To that, Supervisor Don Wagner, who sits on the Power Authority board, replied that due diligence had been done on the formation of the Power Authority, but that he did not oppose the county review.
“As the member of the Power Authority as appointed by this board … we thoroughly vetted the situation. Yes, it came on a supplemental [item], but it was thoroughly vetted,” Wagner said. “I am certain that what’s going to be demonstrated by the review which as I understand from counsel has really already been done … they’ve looked at these documents, the risk to the county is not there …”
Some of the questions Foley said she would like addressed are finding out what the county’s financial obligation would be if the Power Authority fails, what guarantees do ratepayers in the unincorporated communities have if prices go beyond what was promised, and any other risks the county has for being involved in the agency.

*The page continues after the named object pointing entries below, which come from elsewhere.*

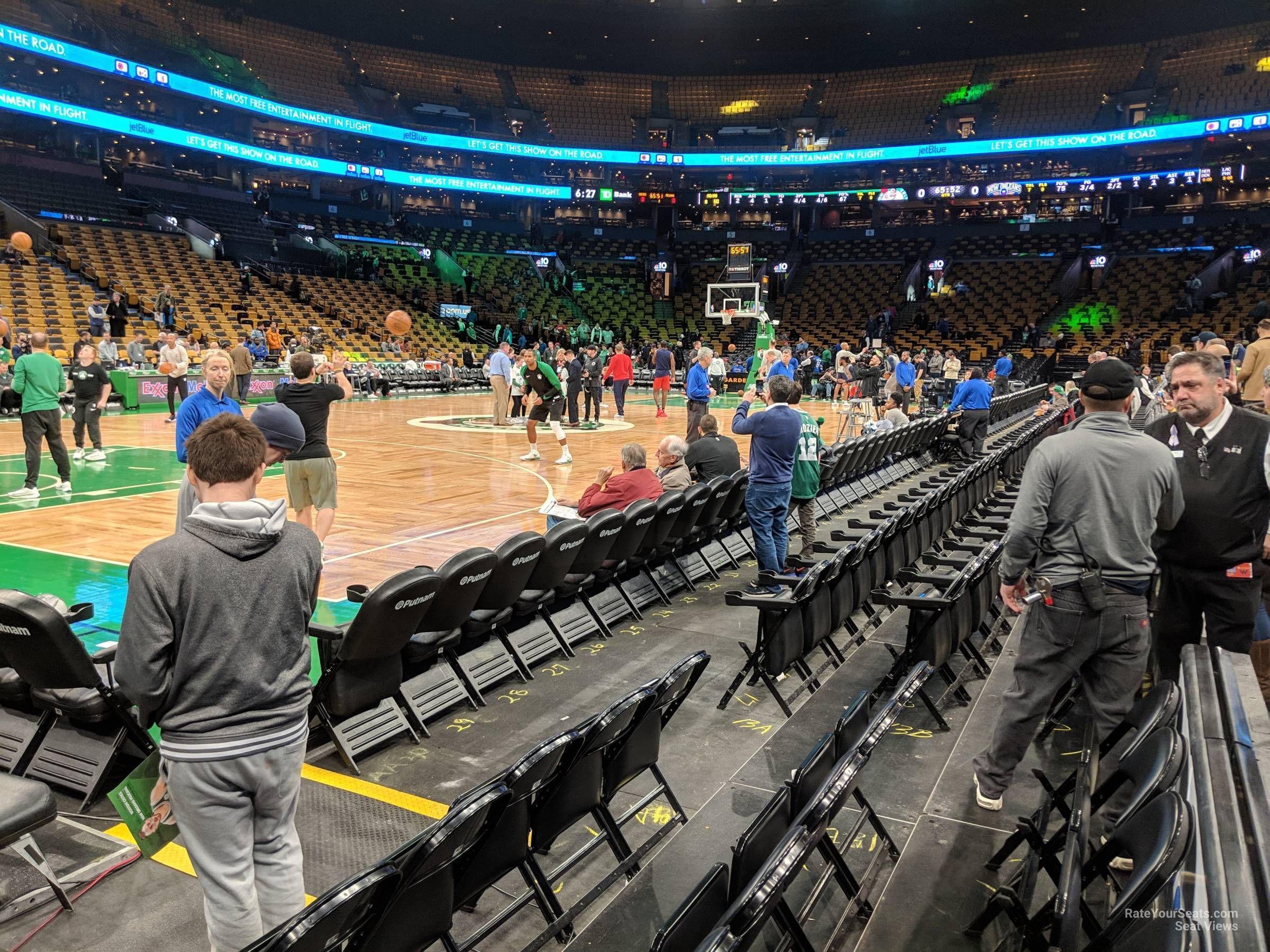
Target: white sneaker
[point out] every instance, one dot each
(986, 803)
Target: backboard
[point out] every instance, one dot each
(732, 300)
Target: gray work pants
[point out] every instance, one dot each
(498, 382)
(972, 431)
(238, 820)
(1108, 649)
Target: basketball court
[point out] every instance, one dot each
(421, 478)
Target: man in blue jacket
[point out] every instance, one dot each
(973, 398)
(1002, 369)
(775, 440)
(905, 376)
(697, 391)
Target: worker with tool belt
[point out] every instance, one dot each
(1090, 500)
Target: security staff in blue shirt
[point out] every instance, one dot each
(784, 367)
(697, 391)
(1002, 369)
(905, 376)
(973, 398)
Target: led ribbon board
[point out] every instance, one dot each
(74, 55)
(110, 122)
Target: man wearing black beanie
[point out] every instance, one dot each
(1090, 500)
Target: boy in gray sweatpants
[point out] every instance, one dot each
(214, 648)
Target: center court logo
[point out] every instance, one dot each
(412, 602)
(486, 423)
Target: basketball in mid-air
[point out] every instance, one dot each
(397, 323)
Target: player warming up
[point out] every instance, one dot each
(545, 401)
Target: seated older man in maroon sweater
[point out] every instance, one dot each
(618, 492)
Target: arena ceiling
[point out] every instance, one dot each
(684, 37)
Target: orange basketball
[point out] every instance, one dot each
(398, 323)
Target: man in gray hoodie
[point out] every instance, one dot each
(214, 648)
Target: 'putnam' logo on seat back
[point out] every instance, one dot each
(412, 602)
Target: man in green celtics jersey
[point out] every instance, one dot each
(807, 478)
(544, 399)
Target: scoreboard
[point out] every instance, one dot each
(1017, 188)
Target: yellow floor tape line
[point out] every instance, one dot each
(173, 856)
(375, 791)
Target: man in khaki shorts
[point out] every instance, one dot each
(310, 470)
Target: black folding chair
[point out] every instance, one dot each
(361, 664)
(68, 683)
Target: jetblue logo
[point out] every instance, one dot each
(413, 602)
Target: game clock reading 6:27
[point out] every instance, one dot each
(602, 195)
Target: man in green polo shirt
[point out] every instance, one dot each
(807, 478)
(40, 379)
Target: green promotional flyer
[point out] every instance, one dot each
(145, 808)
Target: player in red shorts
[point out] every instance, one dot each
(664, 372)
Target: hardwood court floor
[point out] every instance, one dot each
(421, 478)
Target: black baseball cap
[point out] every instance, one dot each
(1109, 380)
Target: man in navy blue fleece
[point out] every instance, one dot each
(1002, 370)
(972, 398)
(697, 390)
(775, 438)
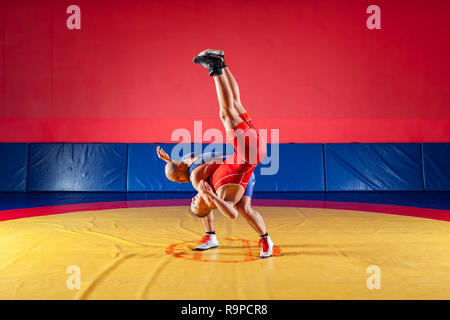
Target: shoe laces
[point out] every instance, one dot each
(263, 242)
(205, 239)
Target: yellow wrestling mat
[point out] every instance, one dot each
(145, 253)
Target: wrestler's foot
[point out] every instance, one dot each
(213, 52)
(267, 247)
(211, 62)
(209, 241)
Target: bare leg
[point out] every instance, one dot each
(251, 215)
(208, 222)
(235, 89)
(228, 112)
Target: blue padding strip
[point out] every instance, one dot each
(13, 166)
(436, 166)
(433, 200)
(77, 167)
(373, 167)
(291, 167)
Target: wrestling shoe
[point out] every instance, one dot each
(267, 247)
(212, 52)
(208, 241)
(211, 62)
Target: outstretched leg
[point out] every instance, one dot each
(235, 89)
(226, 87)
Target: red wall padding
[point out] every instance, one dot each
(309, 68)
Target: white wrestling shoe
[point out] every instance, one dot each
(267, 247)
(209, 241)
(212, 52)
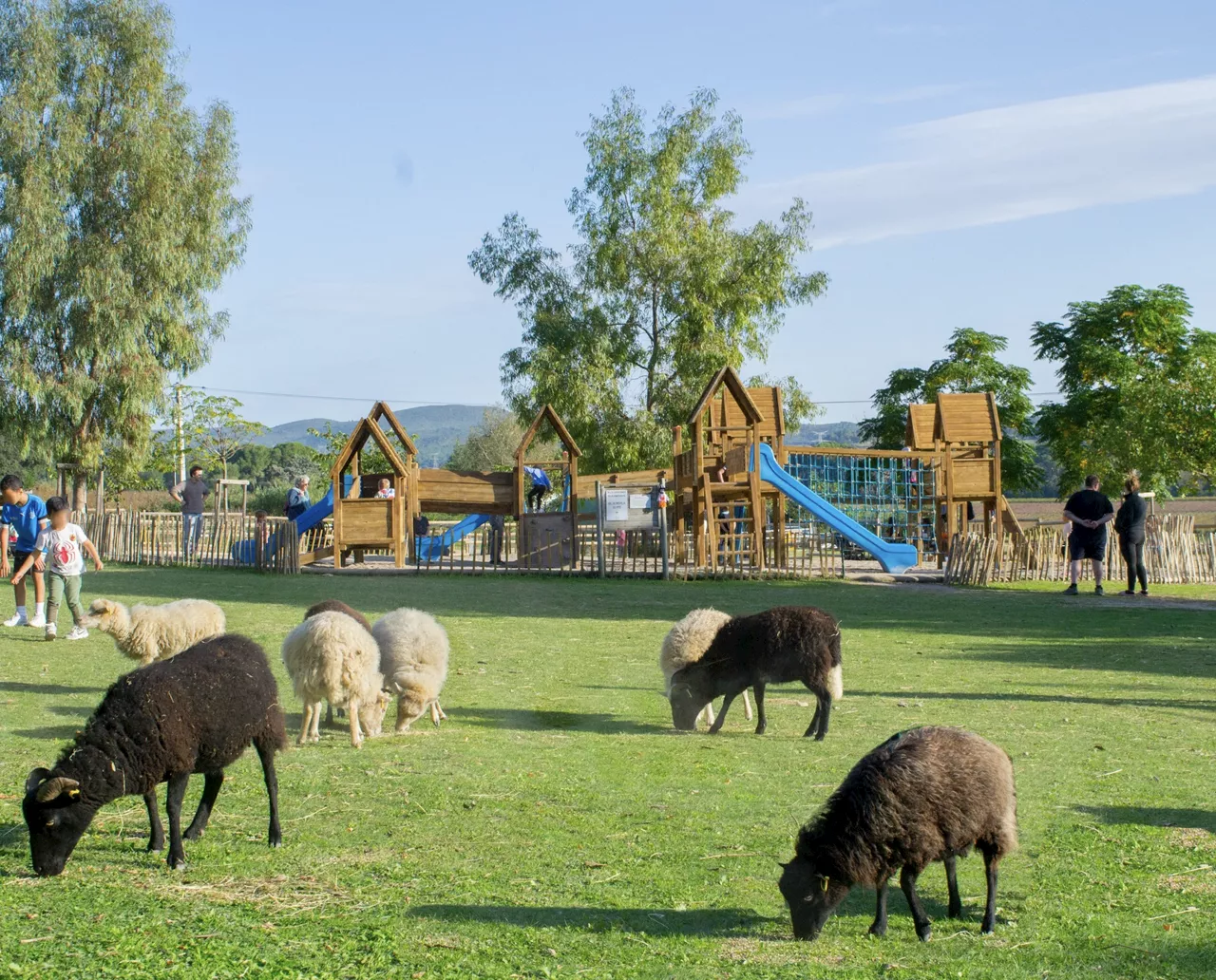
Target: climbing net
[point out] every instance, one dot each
(894, 497)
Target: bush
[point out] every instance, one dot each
(272, 499)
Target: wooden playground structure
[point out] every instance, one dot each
(726, 512)
(365, 520)
(720, 510)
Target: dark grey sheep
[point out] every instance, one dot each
(924, 796)
(198, 711)
(777, 646)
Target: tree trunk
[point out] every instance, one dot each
(79, 490)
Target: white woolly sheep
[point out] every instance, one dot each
(413, 659)
(686, 643)
(330, 657)
(156, 632)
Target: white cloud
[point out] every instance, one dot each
(827, 103)
(1016, 161)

The county counsel and county CEO are expected to report to the board on their findings on July 7.
Last month, the California Public Utilities Commission fined the Orange County Power Authority nearly $2 million for failing to purchase enough electricity to ensure it can provide its customers with uninterrupted electricity service this summer.
A spokesperson for the OC Power Authority Board did not reply to a request for comment.